用語:曝露法:Eysenck( エクスポージャーフラッディング曝露反応妨害法 )/ 系統的脱感作法:Wolpe(拮抗条件づけ・不安階層表)



アイゼンクの曝露法

 アイゼンク(Eysenck,H.J)は、神経症は本質的には条件付けされた情動反応であると考え、条件付けの消去によって神経症の治療を試みました。
代表的な情動学習の消去技法が「曝露法」であり、「エクスポージャー、フラッディング、曝露反応妨害法」などがあります。

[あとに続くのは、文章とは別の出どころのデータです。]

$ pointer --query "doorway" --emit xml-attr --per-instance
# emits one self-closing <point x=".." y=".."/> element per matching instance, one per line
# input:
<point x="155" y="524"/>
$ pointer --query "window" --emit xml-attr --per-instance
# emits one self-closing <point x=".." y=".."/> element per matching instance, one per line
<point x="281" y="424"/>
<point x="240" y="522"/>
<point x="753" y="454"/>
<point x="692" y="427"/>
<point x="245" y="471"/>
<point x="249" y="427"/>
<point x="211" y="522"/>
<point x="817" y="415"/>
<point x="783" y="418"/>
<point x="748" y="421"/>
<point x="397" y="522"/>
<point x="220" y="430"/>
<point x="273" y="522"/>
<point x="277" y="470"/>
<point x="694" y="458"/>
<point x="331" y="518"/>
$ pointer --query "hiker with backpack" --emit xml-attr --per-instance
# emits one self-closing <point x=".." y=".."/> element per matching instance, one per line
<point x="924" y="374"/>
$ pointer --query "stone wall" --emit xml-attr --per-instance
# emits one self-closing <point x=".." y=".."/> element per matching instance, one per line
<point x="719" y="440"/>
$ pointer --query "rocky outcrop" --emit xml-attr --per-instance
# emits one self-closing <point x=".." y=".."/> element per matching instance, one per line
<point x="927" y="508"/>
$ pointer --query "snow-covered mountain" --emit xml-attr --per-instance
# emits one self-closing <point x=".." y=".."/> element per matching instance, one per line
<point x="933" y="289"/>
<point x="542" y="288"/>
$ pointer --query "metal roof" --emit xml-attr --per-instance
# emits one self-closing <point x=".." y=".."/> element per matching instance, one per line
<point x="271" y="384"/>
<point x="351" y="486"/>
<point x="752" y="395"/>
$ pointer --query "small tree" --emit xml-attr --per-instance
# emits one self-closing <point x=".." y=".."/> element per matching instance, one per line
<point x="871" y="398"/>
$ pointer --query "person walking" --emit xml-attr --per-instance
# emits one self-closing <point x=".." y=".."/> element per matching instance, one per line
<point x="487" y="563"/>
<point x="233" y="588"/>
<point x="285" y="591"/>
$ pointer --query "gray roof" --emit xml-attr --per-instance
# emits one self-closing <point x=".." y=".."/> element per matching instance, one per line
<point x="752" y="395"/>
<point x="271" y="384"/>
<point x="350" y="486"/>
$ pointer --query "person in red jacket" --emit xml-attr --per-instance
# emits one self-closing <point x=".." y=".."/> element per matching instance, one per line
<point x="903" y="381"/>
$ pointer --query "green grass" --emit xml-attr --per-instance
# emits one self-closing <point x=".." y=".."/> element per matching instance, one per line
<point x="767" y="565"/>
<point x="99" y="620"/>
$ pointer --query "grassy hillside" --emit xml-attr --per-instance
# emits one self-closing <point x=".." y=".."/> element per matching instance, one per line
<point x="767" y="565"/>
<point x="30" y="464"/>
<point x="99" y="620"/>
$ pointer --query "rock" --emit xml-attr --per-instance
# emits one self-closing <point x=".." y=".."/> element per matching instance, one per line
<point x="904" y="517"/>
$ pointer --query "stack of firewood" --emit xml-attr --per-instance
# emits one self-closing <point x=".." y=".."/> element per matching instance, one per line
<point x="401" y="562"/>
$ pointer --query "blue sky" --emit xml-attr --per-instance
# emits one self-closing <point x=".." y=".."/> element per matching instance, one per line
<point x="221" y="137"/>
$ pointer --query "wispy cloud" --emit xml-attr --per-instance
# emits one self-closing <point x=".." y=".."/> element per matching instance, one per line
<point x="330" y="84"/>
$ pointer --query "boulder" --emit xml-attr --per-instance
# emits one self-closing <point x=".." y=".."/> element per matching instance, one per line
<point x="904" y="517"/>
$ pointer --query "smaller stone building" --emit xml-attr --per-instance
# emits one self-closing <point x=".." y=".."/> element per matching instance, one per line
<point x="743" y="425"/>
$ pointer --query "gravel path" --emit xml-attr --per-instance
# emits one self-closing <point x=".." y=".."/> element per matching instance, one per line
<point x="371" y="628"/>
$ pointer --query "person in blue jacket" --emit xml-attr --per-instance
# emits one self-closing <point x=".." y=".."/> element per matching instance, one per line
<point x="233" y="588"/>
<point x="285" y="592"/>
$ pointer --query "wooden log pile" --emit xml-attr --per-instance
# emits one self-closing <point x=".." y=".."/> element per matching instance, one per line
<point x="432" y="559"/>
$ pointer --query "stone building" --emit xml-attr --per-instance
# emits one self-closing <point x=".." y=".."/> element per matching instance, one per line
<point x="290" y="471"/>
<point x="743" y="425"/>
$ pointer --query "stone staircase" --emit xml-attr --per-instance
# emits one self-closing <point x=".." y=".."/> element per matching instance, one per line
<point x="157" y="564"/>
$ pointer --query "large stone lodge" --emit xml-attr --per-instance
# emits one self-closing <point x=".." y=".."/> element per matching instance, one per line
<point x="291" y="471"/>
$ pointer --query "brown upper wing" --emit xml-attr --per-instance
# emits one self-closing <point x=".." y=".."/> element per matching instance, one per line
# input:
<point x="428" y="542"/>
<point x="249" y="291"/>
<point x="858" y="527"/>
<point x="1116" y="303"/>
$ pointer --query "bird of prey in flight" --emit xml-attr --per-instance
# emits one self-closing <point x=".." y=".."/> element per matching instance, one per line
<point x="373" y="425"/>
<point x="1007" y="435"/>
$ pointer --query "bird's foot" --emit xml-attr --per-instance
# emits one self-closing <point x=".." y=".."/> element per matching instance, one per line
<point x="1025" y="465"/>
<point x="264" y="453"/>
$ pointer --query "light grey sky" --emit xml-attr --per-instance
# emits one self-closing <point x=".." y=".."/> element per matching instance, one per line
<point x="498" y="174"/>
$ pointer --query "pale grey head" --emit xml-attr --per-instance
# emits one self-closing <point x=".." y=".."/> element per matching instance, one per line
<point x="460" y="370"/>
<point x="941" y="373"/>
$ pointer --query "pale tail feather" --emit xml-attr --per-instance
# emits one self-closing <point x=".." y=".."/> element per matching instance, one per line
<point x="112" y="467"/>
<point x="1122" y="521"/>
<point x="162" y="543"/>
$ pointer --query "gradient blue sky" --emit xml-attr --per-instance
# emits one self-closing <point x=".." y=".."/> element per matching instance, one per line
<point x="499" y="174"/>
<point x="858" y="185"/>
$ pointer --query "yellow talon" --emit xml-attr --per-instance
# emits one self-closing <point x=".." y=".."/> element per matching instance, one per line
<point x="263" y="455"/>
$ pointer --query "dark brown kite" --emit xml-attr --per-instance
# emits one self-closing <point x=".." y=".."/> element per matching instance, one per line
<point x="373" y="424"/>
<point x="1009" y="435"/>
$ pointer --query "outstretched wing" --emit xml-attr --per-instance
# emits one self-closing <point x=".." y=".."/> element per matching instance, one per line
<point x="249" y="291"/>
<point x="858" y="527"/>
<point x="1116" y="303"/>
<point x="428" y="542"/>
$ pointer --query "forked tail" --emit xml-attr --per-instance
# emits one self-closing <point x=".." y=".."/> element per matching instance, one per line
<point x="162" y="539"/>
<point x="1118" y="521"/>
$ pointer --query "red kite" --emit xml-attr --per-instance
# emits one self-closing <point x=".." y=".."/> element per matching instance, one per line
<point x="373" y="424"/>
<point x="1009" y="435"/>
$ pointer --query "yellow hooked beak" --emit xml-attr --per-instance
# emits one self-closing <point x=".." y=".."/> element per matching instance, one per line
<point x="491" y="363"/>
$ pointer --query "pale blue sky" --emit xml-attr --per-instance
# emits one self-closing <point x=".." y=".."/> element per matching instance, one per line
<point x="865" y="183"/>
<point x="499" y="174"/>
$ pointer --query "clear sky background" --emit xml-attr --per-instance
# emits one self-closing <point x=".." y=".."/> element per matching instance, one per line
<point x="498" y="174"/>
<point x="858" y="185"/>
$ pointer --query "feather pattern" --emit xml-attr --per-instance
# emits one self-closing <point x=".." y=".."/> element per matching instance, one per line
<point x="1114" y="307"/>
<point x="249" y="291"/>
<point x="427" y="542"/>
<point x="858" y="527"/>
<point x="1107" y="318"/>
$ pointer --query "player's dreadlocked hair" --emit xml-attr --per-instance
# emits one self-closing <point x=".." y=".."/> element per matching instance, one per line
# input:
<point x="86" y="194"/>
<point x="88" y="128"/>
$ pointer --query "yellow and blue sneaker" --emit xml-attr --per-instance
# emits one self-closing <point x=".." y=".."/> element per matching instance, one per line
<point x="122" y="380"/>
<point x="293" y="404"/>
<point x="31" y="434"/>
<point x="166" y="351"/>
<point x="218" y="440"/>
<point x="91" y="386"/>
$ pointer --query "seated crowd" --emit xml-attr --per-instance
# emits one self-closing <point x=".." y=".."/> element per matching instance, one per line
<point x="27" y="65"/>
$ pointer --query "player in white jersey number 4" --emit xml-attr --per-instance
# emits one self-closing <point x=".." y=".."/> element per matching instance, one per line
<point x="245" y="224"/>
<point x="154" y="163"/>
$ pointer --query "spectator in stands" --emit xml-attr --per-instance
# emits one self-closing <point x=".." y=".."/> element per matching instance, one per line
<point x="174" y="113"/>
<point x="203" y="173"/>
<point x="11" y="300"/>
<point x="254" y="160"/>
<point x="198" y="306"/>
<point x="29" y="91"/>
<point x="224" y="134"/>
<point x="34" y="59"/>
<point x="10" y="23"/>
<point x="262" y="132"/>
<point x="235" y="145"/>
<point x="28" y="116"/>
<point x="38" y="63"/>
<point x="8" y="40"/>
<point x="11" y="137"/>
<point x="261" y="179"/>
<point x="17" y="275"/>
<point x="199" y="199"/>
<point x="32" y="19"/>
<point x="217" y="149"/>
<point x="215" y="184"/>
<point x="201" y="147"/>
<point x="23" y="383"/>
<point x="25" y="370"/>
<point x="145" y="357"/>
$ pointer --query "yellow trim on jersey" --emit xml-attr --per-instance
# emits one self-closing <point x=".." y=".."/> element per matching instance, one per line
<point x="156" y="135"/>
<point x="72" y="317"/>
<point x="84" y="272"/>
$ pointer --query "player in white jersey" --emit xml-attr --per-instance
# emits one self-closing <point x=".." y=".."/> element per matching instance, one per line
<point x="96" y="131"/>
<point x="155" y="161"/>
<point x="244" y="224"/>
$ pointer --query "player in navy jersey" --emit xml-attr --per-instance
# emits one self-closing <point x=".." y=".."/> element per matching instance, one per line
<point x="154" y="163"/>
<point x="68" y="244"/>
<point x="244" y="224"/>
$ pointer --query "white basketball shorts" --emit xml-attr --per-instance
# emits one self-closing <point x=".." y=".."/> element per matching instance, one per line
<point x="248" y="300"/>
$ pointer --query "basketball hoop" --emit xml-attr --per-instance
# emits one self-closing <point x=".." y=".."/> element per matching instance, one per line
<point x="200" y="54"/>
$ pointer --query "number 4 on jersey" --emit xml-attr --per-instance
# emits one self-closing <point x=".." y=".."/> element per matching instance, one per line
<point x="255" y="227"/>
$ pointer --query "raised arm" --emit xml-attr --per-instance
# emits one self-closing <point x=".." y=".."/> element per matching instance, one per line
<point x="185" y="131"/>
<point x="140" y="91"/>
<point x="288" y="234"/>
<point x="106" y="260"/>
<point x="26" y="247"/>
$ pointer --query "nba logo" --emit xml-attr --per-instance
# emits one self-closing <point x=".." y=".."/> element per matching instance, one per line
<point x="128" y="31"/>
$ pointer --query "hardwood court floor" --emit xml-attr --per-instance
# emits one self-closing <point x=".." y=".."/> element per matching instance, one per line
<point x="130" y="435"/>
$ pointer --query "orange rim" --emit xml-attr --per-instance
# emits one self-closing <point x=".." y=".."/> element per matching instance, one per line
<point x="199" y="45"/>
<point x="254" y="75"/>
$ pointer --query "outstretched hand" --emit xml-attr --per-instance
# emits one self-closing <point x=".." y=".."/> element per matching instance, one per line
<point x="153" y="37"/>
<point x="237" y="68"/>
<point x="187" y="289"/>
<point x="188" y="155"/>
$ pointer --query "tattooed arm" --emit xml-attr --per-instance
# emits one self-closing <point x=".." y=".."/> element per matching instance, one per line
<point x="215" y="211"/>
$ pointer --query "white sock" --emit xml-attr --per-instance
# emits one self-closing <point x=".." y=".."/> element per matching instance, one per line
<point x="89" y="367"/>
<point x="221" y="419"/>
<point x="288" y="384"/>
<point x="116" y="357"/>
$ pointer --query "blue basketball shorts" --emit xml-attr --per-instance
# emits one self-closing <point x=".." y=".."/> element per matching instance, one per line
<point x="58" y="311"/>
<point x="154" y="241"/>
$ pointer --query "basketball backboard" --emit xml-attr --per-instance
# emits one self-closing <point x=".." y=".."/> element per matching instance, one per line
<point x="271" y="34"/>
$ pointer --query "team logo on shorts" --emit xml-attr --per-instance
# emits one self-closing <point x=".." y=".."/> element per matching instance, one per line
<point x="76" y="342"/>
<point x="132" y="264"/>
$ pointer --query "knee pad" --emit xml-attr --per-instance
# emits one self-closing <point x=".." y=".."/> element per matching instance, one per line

曝露法」とは、刺激に対する不安が持続しないことを根拠として、クライエントを不安刺激に晒し続け、不安が治まっていくことを体験することで消去を行う方法です。
 刺激としては「実際の刺激」と「イメージによる刺激」の両方が用いられます。
 
 曝露法は強力ですが、不安が解消しないうちに中止すると、かえって症状を悪化させる可能性があります。クライエントの同意を十分に取る必要があり、治療者との信頼関係が重要となります。
 曝露法に関連する方法をまとめます。

 エクスポージャー
 エクスポージャーとは、対象となる刺激の細分化(スモールステップ化)をおこない、弱い刺激から順に不安に慣らしていき、不安を消去する方法です。
 例)高所恐怖に対して、ベランダから下を見下ろすことを2階から徐々に行い、最後は最上階から行う。
 フラッディング
 フラッディングとは、最初から最も強い不安刺激に晒す方法です。クライエントに対して、強い恐怖反応を喚起する刺激(条件刺激)に長く(何度も)をさらすが、不安・恐怖を引き起こす無条件刺激が随伴しないため、不安・恐怖(条件反応)は徐々に消去されます。
 例)「かき」の食あたりを経験してかきが食べられない人が、かき料理を食べる事で克服する。
 曝露反応妨害法
 曝露反応妨害法とは、対象となる刺激にさらしているとき(暴露中)に、クライエントに行動をさせない(妨害する)方法です。強迫症の治療に用いられます。
 例)洗浄強迫のクライエントに対して、手が汚れても手洗いをさせないようにする。


ウォルピの系統的脱感作法

 ウォルピ(Wolpe,J)は、「逆制止の原理」を導入して、系統的脱感作法を提唱しました。逆制止の原理とは、人が不安とリラックスを同時に体験できないことです。
ある条件反応と逆の反応を条件づけすることを「拮抗条件づけ」と言います。系統的脱感作法は、逆制止の原理に着目し、不安に対して逆のリラックスという反応を拮抗条件付けする治療法であるといえます。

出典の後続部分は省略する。